No Big-Game Hunting at Justice

(AP Photo/David J. Phillip)

The Rare Exception: In 2006, former Enron CEO Jeff Skilling, left, was sentenced to serve 24 years and four months in prison, the harshest punishment by far in Enron's scandalous collapse. 

The Chickenshit Club: Why the Justice Department Fails to Prosecute Executives
By Jesse Eisinger
Simon and Schuster

This article appears in the Winter 2018 issue of The American Prospect magazine. Subscribe here

In 1939, the Indiana University sociologist Edwin Sutherland coined the term “white-collar crime,” economic offenses by respectable people, a category of wrongdoing that went relatively unpunished in the early laissez--faire years of our business-oriented country. By the mid-20th century, corporate excesses led to regulatory legislation, but prosecuting corporate crime was not a priority.

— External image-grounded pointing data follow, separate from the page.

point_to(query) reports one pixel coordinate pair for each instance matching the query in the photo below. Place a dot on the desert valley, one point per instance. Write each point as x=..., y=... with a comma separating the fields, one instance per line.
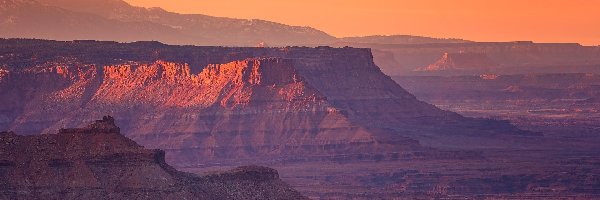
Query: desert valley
x=115, y=101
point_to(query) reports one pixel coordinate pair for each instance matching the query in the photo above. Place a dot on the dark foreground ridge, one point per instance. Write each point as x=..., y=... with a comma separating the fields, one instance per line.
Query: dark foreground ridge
x=97, y=162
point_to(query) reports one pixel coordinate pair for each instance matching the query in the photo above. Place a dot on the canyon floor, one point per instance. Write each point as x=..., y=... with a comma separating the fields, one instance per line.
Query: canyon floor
x=563, y=163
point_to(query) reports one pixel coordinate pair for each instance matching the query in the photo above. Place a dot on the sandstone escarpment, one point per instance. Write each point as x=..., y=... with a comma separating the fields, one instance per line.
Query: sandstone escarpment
x=97, y=162
x=226, y=104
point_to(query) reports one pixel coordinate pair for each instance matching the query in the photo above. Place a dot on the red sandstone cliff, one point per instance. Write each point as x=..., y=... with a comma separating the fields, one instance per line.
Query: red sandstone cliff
x=211, y=103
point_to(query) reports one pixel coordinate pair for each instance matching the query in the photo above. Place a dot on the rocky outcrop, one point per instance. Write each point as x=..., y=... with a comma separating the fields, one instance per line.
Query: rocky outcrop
x=473, y=62
x=97, y=162
x=507, y=57
x=224, y=104
x=116, y=20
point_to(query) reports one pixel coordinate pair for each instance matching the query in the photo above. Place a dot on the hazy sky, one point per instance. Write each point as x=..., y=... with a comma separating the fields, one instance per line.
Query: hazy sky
x=479, y=20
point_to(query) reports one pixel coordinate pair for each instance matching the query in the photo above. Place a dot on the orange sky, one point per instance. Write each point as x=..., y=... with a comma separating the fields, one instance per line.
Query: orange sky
x=479, y=20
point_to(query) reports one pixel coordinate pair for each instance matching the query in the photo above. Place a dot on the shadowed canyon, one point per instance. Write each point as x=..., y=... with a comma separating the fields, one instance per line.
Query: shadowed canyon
x=301, y=110
x=372, y=117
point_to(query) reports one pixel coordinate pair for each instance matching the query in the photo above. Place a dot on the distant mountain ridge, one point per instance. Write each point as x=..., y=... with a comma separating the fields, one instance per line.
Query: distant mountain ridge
x=116, y=20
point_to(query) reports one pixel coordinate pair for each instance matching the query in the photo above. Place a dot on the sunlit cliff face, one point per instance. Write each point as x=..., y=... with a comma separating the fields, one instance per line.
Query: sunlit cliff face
x=169, y=84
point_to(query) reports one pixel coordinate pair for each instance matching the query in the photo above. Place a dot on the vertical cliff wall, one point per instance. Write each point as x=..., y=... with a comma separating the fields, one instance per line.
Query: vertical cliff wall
x=214, y=103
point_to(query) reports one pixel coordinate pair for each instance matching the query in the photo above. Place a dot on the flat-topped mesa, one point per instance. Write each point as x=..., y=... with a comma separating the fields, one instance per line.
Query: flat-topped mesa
x=227, y=103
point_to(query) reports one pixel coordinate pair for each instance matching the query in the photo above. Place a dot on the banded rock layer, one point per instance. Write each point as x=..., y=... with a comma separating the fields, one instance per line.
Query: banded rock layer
x=216, y=103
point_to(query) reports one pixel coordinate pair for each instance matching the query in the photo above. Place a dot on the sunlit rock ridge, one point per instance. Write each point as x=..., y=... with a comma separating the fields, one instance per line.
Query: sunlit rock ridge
x=216, y=103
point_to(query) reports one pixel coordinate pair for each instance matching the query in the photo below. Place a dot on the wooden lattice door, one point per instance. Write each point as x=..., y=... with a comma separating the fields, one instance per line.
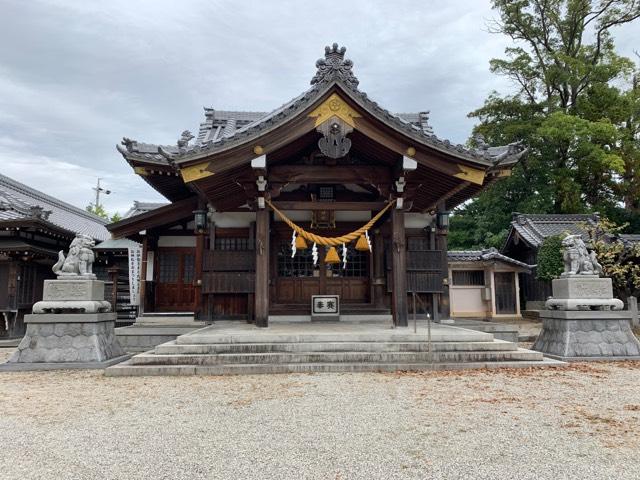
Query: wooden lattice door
x=174, y=290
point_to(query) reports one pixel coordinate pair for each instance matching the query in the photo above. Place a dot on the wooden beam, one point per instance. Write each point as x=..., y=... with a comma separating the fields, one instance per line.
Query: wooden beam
x=167, y=215
x=349, y=206
x=334, y=174
x=261, y=297
x=446, y=196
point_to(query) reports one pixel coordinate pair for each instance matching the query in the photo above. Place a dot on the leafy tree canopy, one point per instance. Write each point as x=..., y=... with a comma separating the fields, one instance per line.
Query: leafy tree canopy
x=100, y=211
x=577, y=108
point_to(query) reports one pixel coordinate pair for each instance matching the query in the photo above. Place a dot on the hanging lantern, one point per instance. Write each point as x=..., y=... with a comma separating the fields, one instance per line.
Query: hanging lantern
x=344, y=256
x=362, y=245
x=293, y=244
x=301, y=244
x=332, y=256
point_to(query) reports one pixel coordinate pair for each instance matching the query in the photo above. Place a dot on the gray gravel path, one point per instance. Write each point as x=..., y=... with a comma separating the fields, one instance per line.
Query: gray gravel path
x=582, y=422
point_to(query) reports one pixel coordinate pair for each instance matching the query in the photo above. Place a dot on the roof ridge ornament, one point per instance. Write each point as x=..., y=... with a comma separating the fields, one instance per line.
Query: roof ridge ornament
x=334, y=67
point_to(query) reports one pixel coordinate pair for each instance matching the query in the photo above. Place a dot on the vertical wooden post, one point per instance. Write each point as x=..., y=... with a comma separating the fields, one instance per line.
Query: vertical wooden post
x=143, y=276
x=261, y=295
x=379, y=271
x=632, y=302
x=399, y=272
x=197, y=281
x=113, y=277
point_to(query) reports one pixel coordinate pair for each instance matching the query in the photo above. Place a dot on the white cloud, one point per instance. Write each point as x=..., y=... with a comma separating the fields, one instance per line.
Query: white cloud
x=79, y=75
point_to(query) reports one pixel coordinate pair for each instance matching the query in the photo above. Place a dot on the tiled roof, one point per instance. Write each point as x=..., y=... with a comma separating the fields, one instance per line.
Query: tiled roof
x=534, y=228
x=482, y=256
x=18, y=201
x=629, y=237
x=142, y=207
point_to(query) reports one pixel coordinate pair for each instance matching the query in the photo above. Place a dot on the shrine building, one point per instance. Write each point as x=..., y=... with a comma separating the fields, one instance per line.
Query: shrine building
x=328, y=195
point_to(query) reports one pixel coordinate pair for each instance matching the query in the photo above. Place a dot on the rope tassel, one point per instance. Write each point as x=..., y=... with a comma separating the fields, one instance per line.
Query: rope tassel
x=332, y=256
x=362, y=245
x=331, y=241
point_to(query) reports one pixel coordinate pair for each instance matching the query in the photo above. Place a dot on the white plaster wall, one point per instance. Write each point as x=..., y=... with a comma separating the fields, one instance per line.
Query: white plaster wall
x=467, y=301
x=353, y=217
x=232, y=219
x=176, y=241
x=149, y=266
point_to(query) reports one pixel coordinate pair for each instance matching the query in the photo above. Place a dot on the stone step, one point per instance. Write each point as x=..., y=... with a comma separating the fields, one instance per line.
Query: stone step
x=333, y=357
x=127, y=369
x=172, y=348
x=397, y=335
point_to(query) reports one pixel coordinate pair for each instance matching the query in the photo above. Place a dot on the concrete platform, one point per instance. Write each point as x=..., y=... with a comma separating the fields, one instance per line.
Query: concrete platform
x=232, y=348
x=34, y=367
x=140, y=338
x=502, y=331
x=237, y=332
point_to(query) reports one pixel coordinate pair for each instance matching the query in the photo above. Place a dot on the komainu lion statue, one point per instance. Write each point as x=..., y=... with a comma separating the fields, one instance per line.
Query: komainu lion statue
x=79, y=260
x=577, y=259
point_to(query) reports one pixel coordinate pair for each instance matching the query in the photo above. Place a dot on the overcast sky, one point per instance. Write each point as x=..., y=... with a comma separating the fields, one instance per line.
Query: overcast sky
x=77, y=76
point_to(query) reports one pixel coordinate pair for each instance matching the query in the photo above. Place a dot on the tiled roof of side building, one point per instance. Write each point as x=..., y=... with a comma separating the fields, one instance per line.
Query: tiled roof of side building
x=629, y=237
x=483, y=256
x=18, y=200
x=534, y=228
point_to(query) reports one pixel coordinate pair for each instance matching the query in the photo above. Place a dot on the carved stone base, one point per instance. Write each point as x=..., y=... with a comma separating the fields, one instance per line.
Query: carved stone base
x=583, y=292
x=587, y=335
x=83, y=338
x=72, y=295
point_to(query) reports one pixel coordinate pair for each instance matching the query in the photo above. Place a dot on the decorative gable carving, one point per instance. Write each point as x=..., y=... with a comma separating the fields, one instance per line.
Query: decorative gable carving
x=334, y=66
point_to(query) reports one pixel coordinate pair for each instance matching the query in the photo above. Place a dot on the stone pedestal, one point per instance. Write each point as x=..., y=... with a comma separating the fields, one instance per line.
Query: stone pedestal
x=587, y=335
x=583, y=292
x=75, y=332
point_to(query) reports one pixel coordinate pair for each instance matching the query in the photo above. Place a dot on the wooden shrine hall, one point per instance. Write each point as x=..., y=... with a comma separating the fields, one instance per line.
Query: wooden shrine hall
x=329, y=194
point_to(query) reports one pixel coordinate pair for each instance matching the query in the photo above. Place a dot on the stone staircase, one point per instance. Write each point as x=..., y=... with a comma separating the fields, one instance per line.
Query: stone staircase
x=152, y=329
x=209, y=351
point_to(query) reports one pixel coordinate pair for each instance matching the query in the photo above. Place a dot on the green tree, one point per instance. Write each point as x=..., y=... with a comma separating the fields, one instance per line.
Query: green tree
x=550, y=262
x=101, y=212
x=620, y=260
x=565, y=110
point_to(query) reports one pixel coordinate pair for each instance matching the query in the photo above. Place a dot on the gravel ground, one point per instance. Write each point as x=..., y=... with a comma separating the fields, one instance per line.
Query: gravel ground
x=582, y=422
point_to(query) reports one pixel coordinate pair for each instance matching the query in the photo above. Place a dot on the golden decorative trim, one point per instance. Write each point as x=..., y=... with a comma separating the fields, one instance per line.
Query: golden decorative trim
x=469, y=174
x=334, y=106
x=195, y=172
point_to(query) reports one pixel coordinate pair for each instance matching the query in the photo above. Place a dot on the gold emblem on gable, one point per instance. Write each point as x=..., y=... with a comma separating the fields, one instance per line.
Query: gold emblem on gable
x=334, y=106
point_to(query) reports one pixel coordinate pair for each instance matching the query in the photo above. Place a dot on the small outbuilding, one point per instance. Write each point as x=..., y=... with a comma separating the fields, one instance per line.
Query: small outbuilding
x=526, y=235
x=34, y=227
x=484, y=284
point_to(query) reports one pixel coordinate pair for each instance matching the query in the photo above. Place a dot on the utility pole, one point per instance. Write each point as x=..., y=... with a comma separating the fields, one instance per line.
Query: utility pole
x=98, y=189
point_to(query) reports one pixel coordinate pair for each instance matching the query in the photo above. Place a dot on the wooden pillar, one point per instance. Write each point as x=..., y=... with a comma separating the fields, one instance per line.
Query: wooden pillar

Some notable critics—Supreme Court Justice Louis Brandeis, the SEC’s enforcement chief Stanley Sporkin, federal prosecutor and later trial judge Jed Rakoff—were exceptions. Federal Judge Henry Friendly warned, “In our complex society, the accountant’s certificate and the lawyer’s opinion can be instruments for pecuniary laws more potent than the chisel and the crowbar.”

But white-collar crime, particularly misconduct by business corporations, continues to be treated more with empathy, employing economic sanctions rather than the harsher personal prosecutions that are used in crimes by individuals. How did our law enforcement establishment reach the point where we imprison someone for smoking marijuana or stealing relatively small amounts of money, but not executives, professionals, and organizations that commit acts that injure vast numbers of victims?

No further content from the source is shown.